Pada pasal 15 ayat g angka 2 terkait dengan pencegahan disebutkan: setiap penanggung jawab tempat yang diduga berpotensi untuk terjadinya perilaku berisiko tertular HIV wajib memeriksakan kesehatan secara berkala bagi karyawan yang menjadi tanggung jawabnya. Pasal ini tidak sejalan dengan pasal 15 ayat c karena yang diwajibkan memakai ‘alat pencegah’ hanya pasangan yang sah sedangkan pada kegiatan (baca: hubungan seksual) yang berisiko terjadi penularan HIV tidak diwajibkan memakai ‘alat pencegah’.
Padahal, penularan HIV justru lebih banyak terjadi pada kegiatan-kegiatan yang berisiko tinggi yaitu: (a) hubungan seks di dalam atau di luar nikah dengan pasangan yang berganti-ganti, dan (b) hubungan seks di dalam atau di luar nikah dengan seseorang yang sering berganti-ganti pasangan, seperti pekerja seks.
Penyebutan ’tempat yang diduga berpotensi untuk terjadinya perilaku berisiko tertular HIV’ tidak akurat karena semua tempat di muka bumi ini, rumah, apartemen, kantor, losmen, hotel, taman, pantai, ladang, hutan, dll. bisa menjadi tempat yang berpotensi terjadi penularan HIV. Soalnya, perilaku berisiko tinggi tertular HIV bisa terjadi di semua tempat.
Kalau pasal ini mau ’menembak’ tempat-tempat yang menyediakan tempat untuk hubungan seks juga tidak pas karena yang menularkan HIV kepada karyawan di tempat-tempat itu justru laki-laki yang dalam kehidupan sehari-hari bisa sebagai seorang suami, lajang, duda, remaja yang bekerja sebagai pegawai, karyawan, mahasiswa, pelajar, sopir, peccopet, perampok, dll.
Rapid Test
Jika Perda ini dimaksudkan untuk memutus mata rantai penyebaran HIV secara horizontal antar penduduk maka yang perlu diatur adalah kegiatan-kegiatan yang berisiko tinggi tertular HIV.

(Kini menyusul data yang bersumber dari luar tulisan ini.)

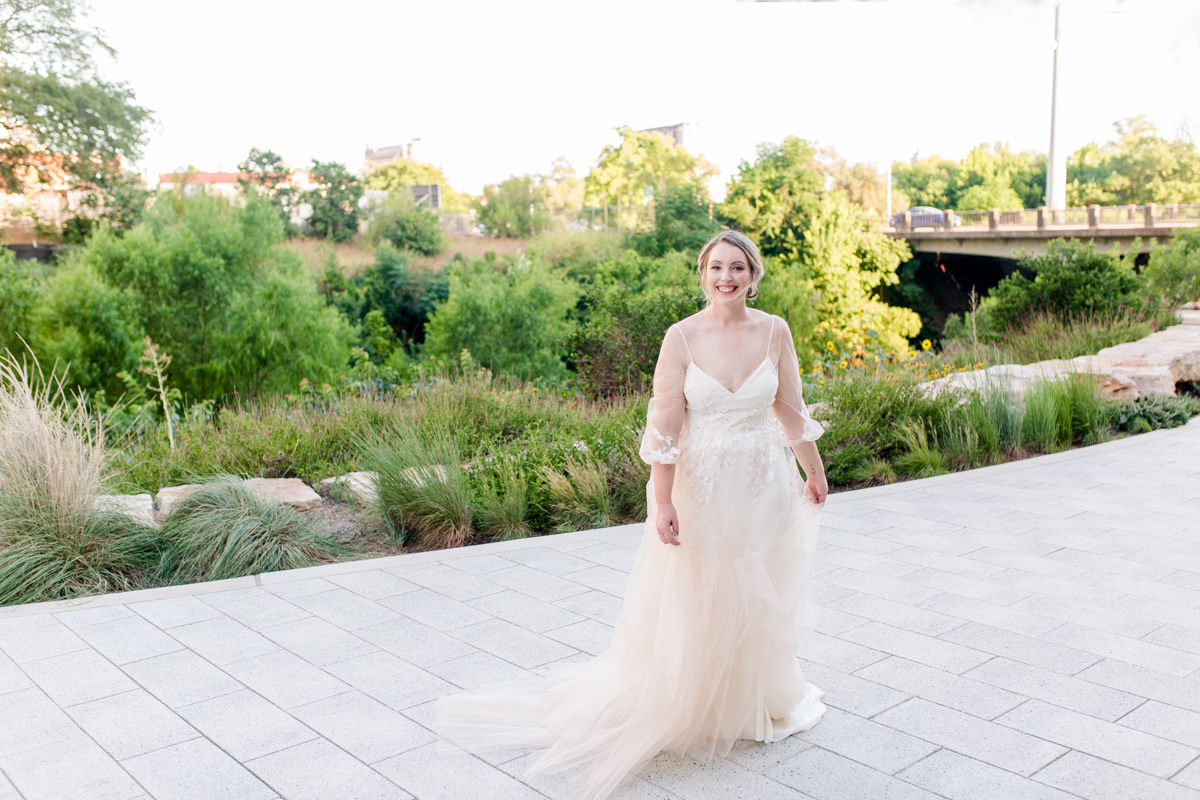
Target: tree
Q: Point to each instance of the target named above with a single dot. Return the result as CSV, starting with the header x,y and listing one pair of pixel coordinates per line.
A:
x,y
513,209
513,319
1138,167
405,173
631,172
334,200
58,114
265,173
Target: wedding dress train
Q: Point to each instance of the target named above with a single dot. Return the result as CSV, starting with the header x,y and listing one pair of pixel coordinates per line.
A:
x,y
703,653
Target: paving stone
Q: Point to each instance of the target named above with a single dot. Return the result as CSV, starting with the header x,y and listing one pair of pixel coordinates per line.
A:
x,y
195,769
131,723
1107,740
363,727
514,644
73,768
78,678
959,777
1165,721
390,680
916,647
1068,692
375,584
245,725
851,693
972,737
1134,651
318,642
1099,780
222,641
868,741
901,615
346,609
286,679
946,689
130,638
429,775
827,776
1038,653
415,643
174,612
436,611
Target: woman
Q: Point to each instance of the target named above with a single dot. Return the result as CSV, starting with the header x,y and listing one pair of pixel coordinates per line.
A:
x,y
715,609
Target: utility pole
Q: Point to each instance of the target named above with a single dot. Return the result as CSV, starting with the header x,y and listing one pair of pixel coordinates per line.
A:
x,y
1056,164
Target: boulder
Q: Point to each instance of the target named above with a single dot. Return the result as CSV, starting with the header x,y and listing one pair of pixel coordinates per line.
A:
x,y
359,486
288,491
169,497
138,507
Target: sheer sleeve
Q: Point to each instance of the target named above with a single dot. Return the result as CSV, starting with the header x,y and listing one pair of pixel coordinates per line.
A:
x,y
666,413
789,407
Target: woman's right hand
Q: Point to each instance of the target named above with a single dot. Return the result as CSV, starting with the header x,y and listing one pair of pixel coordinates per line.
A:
x,y
667,524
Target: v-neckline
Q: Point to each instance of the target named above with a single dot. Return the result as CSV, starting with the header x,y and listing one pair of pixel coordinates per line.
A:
x,y
733,392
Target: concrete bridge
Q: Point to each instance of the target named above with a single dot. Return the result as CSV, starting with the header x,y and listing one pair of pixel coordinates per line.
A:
x,y
1003,234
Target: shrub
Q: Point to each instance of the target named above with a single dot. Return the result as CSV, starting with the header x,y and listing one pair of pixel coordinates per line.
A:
x,y
225,530
420,486
1173,276
1147,414
1071,280
53,540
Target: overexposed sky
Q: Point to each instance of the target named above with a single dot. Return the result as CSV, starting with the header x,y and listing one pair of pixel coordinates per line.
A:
x,y
499,88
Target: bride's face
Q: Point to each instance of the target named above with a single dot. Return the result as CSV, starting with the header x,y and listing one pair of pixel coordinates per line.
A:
x,y
727,274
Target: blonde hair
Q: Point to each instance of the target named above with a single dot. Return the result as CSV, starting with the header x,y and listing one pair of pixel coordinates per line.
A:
x,y
747,246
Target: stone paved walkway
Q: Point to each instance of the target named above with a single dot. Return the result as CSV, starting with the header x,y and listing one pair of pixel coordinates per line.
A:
x,y
1030,631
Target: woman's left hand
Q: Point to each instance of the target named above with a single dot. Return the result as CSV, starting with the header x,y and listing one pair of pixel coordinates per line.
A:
x,y
817,487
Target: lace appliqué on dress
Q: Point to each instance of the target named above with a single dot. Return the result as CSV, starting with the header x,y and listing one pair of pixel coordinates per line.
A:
x,y
666,452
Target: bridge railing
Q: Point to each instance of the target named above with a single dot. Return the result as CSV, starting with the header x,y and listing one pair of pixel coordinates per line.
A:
x,y
1041,218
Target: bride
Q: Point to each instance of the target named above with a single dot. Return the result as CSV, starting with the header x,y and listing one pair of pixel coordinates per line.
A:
x,y
717,607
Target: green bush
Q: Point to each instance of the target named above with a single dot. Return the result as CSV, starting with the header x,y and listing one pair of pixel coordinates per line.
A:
x,y
407,226
225,530
1173,276
1071,280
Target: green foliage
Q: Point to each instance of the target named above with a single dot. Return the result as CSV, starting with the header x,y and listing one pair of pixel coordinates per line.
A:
x,y
513,209
682,222
1173,276
1153,413
1071,280
511,317
617,348
420,486
334,200
1138,167
226,530
18,298
407,226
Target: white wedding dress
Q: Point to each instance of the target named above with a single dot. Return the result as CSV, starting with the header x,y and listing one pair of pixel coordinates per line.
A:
x,y
705,650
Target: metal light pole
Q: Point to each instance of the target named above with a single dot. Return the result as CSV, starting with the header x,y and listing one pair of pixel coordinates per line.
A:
x,y
1056,163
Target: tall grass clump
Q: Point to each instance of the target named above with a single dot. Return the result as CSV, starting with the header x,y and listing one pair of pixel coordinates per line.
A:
x,y
54,542
225,530
420,485
580,499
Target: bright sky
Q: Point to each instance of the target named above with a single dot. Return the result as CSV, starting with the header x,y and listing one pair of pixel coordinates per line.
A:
x,y
499,88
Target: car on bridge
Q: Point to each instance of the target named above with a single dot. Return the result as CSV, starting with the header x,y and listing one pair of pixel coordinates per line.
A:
x,y
924,216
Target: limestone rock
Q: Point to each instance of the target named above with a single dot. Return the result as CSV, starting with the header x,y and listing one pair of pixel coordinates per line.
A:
x,y
288,491
359,486
138,507
169,497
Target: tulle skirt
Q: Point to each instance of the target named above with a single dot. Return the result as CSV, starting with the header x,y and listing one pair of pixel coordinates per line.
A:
x,y
703,653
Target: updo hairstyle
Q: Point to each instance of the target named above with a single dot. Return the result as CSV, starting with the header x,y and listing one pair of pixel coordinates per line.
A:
x,y
743,242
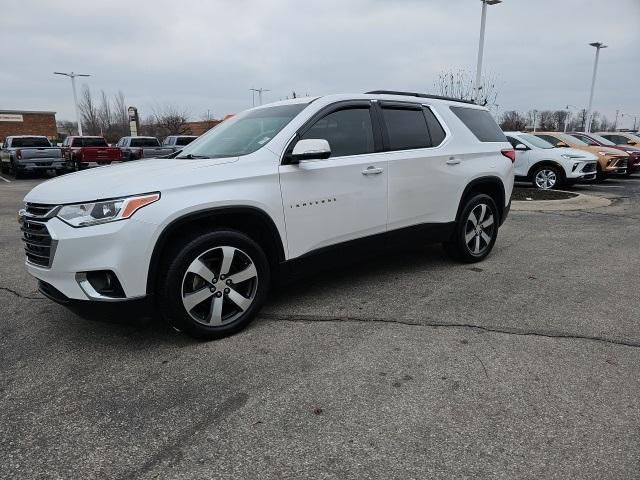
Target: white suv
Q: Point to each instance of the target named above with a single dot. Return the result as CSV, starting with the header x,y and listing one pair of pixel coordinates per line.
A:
x,y
203,235
547,167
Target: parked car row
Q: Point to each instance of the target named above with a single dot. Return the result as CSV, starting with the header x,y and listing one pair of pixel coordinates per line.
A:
x,y
553,159
30,153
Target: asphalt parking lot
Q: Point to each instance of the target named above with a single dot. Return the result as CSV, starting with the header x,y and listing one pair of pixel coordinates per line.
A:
x,y
406,366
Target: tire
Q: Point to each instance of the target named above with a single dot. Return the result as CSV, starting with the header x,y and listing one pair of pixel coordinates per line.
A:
x,y
220,308
469,244
546,177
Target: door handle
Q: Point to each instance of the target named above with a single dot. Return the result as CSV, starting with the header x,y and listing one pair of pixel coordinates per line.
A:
x,y
372,170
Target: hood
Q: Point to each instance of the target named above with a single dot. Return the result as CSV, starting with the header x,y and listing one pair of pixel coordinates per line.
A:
x,y
119,180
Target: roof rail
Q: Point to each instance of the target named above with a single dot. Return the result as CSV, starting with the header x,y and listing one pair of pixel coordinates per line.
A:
x,y
421,95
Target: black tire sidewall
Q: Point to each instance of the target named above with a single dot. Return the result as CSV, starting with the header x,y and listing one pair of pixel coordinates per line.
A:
x,y
459,246
170,288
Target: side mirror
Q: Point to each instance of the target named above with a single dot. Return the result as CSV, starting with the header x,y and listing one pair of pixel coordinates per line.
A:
x,y
311,149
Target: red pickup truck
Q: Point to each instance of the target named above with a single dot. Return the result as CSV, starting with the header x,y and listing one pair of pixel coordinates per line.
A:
x,y
84,152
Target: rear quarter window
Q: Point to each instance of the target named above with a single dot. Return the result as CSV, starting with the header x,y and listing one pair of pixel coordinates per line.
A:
x,y
481,124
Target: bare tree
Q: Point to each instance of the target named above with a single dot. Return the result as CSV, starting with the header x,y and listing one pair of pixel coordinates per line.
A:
x,y
67,127
513,120
168,120
461,84
88,112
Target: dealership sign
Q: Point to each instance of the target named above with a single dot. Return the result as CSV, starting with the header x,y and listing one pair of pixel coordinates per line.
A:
x,y
9,117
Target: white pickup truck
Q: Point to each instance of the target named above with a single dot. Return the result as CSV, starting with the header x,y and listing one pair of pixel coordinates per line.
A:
x,y
29,153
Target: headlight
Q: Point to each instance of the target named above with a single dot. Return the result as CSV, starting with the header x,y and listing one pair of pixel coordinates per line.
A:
x,y
94,213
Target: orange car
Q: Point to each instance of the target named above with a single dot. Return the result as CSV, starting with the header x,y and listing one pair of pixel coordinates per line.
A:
x,y
610,160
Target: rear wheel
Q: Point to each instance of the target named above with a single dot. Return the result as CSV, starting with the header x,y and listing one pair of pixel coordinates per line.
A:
x,y
546,177
476,230
214,285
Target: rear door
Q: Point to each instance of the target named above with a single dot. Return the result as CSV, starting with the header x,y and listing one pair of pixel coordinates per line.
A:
x,y
341,198
420,170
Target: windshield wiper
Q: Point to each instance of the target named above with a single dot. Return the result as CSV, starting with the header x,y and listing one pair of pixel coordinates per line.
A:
x,y
191,156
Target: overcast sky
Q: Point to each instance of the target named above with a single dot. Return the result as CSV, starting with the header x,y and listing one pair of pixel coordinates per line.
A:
x,y
205,55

Harus ada pasal yang mengatur hal ini yang berbunyi: “Setiap orang yang melakukan hubungan seks di dalam atau di luar nikah dengan pasangan yang berganti-ganti atau dengan seseorang yang sering bergangi-ganti pasangan diwajibkan memakai kondom.” Selanjutnya disebutkan pula: “Setiap orang yang pernah melakukan hubungan seks tanpa kondom di dalam atau di luar nikah dengan pasangan yang berganti-ganti atau dengan seseorang yang sering bergangi-ganti pasangan diwajibkan melakukan tes HIV.”
Sayang, dalam Perda ini, termasuk perda-perda AIDS lain di Indonesia, tidak ada satu pasal pun yang yang mengatur upaya-upaya pencegahan dan memutus mata rantai penyebaran HIV secara horizontal antar penduduk secara eksplisit. Semua aturan hanya berdasarkan norma, moral, dan agama yang sangat implisit yang justru tidak ada hubungannya secara langsung dengan penularan HIV.
Seperti pada pasal 15 ayat g angka 2 yang mengatur pemeriksaan kesehatan secara berkala sangat riskan terhadap penyebaran HIV. Seorang karyawan yang melakukan hubungan seks tanpa kondom dengan tamu-tamunya berisiko tinggi tertular HIV karena ada kemungkinan salah satu dari tamunya HIV-positif. Sejak karyawan tadi tertular HIV maka sejak itu pula dia bisa menularkan HIV kepada tamu-tamunya. Nah, kalau pemeriksaan kesehatan dilakukan setiap minggu, setiap bulan atau setiap triwulan maka pada rentang waktu sebelum tes karyawan tadi sudah menularkan HIV kepada tamu-tamunya.
Pemeriksaan kesehatan berkala belum tentu bisa mendeteksi HIV pada karyawan tempat-tempat yang diduga berpotensi terjadi perilaku berisiko tertular HIV. Soalnya, kalau tes HIV dilakukan dengan rapid test atau ELISA maka tes ini baru akurat kalau yang dites sudah tertular HIV lebih dari tiga bulan.
Epidemi HIV menjadi persoalan besar karena banyak orang yang tidak menyadari dirinya sudah tertular HIV karena tidak ada tanda, gejala, dan ciri-ciri yang khas AIDS pada fisiknya sebelum masa AIDS (antara 5-10 tahun setelah tertular). Dalam kaitan ini yang lebih pas untuk menanggulangi penyebaran HIV adalah orang per orang karena perilaku berisiko tinggi tertular HIV dilakukan oleh orang per orang.